Hi René,
I was always curious what other people thought about memory and their
photos.
I thought about it one day looking up at the sky. The sky had almost
a purple tone to it as the sun was setting. No camera at the time.
I was curious if I could capture that unique look.
No, because it's magic.
You can't photograph it, and you can't paint it...
I like the way you look at it.
There's a name for the way you look at it: "mesopic vision". You probably know that you have two kinds of vision, "day" and "night".
Day vision is called "photopic vision". It's when we see with the cone cells. Because there's three kinds of cones, we see in the three color system we call RGB (red, green, blue

The cone cells aren't sensitive enough to work at night, so they shut down and leave us with "night vision"...
Night vision is when we see with our rod cells. There's only one kind of rod, so night vision is monochromatic (black and white). The peak is a sort of "aqua" color around 500nm, but we still see it as B&W. The rod cells overload and shut down at daylight levels...
There is a magical light level where there's enough light to make the rods work, but not too much light to keep the cones from working. OK, the light level itself isn't technically "magic", it can be measured. It's the range from about 0.034 Lux to 3.4 Lux. But what it does to our vision is magic beyond science. In that special range of light, we don't see by just three colors, we see by four colors. The brain doesn't know what to do with that.
You saw it, and you liked it. But there isn't a name for it. Artists named all the colors during brighter lighting conditions, when the eye was only seeing three colors. Scientists devised three dimensional ways of measuring color: RGB, xyz, L*a*b. They make no provision for the fourth dimension of color, no RGAB, wxyz, or L*a*b*c.

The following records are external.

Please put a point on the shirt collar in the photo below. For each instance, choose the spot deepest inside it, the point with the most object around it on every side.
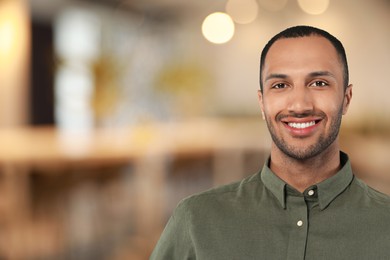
(328, 189)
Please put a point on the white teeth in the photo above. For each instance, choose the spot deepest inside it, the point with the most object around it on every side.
(302, 125)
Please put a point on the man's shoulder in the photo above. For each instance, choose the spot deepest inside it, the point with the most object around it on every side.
(228, 195)
(373, 196)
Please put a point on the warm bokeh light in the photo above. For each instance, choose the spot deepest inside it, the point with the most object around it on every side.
(274, 5)
(242, 11)
(314, 7)
(12, 31)
(218, 28)
(14, 60)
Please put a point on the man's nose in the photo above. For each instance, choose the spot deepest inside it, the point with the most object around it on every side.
(300, 100)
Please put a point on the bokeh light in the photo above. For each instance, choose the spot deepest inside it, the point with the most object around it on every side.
(218, 28)
(274, 5)
(242, 11)
(314, 7)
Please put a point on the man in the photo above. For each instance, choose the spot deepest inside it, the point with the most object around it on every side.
(305, 203)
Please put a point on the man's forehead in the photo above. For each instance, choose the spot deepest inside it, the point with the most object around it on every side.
(290, 49)
(306, 43)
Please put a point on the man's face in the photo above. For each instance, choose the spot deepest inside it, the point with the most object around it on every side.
(303, 96)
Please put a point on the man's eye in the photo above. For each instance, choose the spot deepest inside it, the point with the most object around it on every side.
(279, 86)
(319, 84)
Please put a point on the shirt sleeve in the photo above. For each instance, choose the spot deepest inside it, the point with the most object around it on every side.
(175, 241)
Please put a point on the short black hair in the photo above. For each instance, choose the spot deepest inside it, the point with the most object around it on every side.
(305, 31)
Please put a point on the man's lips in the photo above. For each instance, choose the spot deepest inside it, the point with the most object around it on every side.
(302, 126)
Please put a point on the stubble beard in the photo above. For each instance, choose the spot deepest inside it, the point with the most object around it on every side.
(302, 154)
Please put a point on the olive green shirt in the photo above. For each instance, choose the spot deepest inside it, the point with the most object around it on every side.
(262, 217)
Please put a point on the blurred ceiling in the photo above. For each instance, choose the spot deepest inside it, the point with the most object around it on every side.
(48, 9)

It's like being a color blind man, only seeing by two colors, and fro 3 minutes a day, suddenly being able to see all three.
You don't have time to name the new colors, or time to measure them. You enjoy the magic for a few minutes, if you're in the right place at the right time to get those 3 minutes.
Oddly enough, it might be possible to print the magical colors. There are printers now that have more than 3 colors of ink. Epson tried adding red and blue to the traditional 4 color CMYK (cyan, magenta, yellow, black) printer years ago with the 1800. Now they have CMYK plus green and orange. Bypass the driver, control it with a rip, and we can make aqua with the green and cyan, and "tease" the rods into unnamed mesopic colors. That also means learning to talk to the printer in RGAB ot L*a*b*c.
Personally, I hope this never happens. I love science, but I also love that there is a bit of magic in the world that, beyond Purkinje measuring the light level and talking about how it "distorts" colors (without ever seeing the magic).
I've never tried to compare. Maybe one day as more of a interest in
Psychology I'll try it.
Please don't
--
Rahon Klavanian 1912-2008.
Armenian genocide survivor, amazing cook, scrabble master, and loving grandmother. You will be missed.